The dog then turned to Gimei and sunk its teeth in his leg which caused him a terrible illness that lasted a fortnight.
Gimei thought of quitting his job but his passion could not hold him back.
“When I resumed work Horn called me to his office and gave me compensation as well as handed me a promotion letter to an assistant supervisor. Excited, I worked extra hard. In 2000, the company got a contract with a Tanzanian based organisation called Ashanti Gold Mine. The then project manager of that company, who was also South African relocated to Uganda. Horn had recommended me to him. The gold mine had about 15 dogs but every night thieves would break in and steal gold from 50 to 60 containers and I was now known by top companies as an efficient handler,” he explains.
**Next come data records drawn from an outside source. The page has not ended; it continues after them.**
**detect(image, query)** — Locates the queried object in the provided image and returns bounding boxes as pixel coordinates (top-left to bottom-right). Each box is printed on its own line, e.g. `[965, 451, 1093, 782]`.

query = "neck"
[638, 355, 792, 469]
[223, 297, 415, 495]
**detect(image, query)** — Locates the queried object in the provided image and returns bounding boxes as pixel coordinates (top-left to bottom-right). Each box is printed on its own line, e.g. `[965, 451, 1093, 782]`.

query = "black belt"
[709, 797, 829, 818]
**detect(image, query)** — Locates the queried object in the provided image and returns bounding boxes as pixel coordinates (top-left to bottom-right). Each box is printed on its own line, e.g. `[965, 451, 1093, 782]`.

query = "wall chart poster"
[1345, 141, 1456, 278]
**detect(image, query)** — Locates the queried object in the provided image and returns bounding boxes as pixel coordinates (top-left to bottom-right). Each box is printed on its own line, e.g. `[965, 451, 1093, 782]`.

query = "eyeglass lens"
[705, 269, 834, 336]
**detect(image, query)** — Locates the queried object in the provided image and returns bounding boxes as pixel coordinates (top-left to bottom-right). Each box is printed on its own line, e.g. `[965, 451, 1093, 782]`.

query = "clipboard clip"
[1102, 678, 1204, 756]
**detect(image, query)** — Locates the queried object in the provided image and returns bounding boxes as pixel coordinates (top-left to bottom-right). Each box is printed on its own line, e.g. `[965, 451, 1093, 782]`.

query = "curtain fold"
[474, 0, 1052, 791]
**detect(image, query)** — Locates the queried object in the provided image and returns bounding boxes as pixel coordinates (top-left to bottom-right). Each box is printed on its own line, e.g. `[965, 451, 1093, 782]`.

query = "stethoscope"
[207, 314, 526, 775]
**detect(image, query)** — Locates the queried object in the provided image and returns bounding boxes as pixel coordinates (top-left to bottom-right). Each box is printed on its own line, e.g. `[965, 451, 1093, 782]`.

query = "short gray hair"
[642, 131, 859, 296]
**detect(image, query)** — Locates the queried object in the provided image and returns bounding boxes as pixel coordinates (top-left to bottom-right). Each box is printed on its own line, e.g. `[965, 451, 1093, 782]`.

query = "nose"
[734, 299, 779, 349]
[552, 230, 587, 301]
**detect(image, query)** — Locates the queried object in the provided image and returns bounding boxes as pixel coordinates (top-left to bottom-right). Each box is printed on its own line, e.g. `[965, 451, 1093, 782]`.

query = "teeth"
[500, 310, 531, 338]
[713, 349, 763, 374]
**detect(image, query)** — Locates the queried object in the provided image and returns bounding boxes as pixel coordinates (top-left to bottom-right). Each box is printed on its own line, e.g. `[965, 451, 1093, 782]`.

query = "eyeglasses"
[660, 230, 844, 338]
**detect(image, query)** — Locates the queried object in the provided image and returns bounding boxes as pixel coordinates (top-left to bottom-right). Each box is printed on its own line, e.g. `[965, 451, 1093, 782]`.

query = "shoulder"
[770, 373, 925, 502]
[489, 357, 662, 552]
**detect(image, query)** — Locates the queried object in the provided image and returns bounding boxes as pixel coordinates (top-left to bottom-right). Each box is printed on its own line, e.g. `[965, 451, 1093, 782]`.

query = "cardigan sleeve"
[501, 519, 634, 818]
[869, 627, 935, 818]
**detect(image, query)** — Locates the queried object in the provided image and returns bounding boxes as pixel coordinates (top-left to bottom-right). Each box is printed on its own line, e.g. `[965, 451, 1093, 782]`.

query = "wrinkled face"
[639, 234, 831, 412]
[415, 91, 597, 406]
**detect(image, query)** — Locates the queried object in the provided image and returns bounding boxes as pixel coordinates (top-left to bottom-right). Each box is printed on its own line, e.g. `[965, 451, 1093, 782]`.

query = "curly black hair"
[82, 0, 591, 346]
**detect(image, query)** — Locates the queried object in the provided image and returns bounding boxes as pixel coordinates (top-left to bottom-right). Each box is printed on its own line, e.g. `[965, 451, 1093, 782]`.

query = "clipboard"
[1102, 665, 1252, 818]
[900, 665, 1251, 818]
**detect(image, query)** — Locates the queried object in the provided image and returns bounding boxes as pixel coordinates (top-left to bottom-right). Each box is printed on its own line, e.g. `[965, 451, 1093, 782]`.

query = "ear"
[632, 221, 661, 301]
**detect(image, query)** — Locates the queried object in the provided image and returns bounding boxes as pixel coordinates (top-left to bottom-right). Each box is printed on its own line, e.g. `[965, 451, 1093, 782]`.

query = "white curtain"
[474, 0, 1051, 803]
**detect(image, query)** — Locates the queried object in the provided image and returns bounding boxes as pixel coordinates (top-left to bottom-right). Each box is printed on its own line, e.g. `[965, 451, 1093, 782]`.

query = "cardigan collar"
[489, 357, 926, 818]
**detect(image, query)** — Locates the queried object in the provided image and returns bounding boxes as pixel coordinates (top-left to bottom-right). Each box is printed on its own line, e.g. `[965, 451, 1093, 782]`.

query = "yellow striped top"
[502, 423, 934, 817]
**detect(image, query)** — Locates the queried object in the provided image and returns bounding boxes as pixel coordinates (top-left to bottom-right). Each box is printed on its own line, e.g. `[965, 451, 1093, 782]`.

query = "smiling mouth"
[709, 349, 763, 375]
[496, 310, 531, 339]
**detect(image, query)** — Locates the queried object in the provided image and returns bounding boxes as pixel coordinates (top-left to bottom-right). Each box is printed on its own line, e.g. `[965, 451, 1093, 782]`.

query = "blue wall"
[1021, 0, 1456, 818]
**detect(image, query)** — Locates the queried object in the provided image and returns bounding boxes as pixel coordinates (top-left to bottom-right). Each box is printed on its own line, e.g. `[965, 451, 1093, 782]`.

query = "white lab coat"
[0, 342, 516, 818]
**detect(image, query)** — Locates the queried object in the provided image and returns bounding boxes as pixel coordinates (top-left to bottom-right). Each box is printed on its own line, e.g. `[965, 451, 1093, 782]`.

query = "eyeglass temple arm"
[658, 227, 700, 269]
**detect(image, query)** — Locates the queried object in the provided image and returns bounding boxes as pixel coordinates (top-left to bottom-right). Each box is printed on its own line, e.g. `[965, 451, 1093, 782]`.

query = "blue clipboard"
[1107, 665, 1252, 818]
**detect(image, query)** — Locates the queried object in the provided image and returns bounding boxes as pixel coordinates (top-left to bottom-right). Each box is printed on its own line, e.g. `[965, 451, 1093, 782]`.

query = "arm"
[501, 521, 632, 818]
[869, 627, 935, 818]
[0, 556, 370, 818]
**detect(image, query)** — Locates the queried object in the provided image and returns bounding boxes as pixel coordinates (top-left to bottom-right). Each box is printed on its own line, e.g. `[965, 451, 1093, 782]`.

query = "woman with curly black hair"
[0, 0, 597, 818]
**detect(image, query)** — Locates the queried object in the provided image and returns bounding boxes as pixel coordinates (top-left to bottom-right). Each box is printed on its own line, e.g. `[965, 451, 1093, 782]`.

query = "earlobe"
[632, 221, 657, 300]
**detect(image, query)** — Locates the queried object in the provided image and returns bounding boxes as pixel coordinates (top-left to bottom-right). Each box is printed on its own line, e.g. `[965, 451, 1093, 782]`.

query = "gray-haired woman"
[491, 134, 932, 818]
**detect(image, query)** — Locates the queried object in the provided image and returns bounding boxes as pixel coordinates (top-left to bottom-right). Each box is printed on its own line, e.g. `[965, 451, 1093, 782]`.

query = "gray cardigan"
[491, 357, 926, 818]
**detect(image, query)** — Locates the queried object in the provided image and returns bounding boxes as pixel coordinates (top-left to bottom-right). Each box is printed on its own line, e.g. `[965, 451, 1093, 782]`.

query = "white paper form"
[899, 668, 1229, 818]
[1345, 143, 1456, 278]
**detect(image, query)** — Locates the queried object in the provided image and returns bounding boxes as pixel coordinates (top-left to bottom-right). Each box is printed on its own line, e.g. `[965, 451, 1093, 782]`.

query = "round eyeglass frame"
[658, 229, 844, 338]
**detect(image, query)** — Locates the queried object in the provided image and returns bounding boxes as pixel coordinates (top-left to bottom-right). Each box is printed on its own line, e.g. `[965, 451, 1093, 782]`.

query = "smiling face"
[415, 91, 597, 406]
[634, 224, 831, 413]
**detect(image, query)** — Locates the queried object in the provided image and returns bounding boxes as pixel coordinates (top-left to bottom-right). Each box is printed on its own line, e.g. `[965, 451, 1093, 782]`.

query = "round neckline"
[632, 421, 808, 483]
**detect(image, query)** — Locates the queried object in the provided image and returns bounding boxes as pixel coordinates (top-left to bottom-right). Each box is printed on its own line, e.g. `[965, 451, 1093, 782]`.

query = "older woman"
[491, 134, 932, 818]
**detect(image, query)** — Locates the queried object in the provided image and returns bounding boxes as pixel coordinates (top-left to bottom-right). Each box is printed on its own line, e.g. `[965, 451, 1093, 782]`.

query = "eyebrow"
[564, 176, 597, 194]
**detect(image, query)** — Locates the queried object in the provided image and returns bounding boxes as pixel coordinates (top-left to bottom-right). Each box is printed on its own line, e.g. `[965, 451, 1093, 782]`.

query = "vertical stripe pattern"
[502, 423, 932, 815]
After about a week Gimei left for Tanzania. From there, his life took a new trend. He was assigned as a project manager in-charge of the container terminal. “I went with Rasco and in a few days, the Ama Group of Companies now known as G4S imported 32 more dogs to disperse at Ashanti. The gold mine director gathered all the workers at the terminal to see the training that I was going to give the dogs. I used Rasco for demonstration and everyone got frightened. From that night there was no single container that was broken into. I worked for Ama Group of companies for eight months,” he says.
Gimei was called back to Uganda as an overall supervisor for BRZ Company Limited but life was not so smooth for him. His superiors looked at him as a threat to their jobs. “The director called for an urgent meeting where she cleared the air that I was but a fellow worker. Most of them stopped perceiving me as a threat. My boss also asked me to go to Northern Uganda after the war to do demining courses which I did,” says Gimei.
Going to Iraq
In 2002, when the American army invaded Iraq they needed professional dog handlers to help them in detecting explosives using sniff dogs. Fortunately, Gimei was recruited among the few lucky professional dog handlers from Uganda.
“But I was a bit hesitant because of the kind of situation in Iraq though the pay was handsome. I had to compromise between dying a poor man or making an extra buck. I took a chance. We first left for Dubai for two weeks to calm down the anxiety. After two weeks, we were told to get ready for Baghdad, Iraq and everybody froze because we knew time for our death had approached,” narrates Gimei. Finally we went to a crisis area.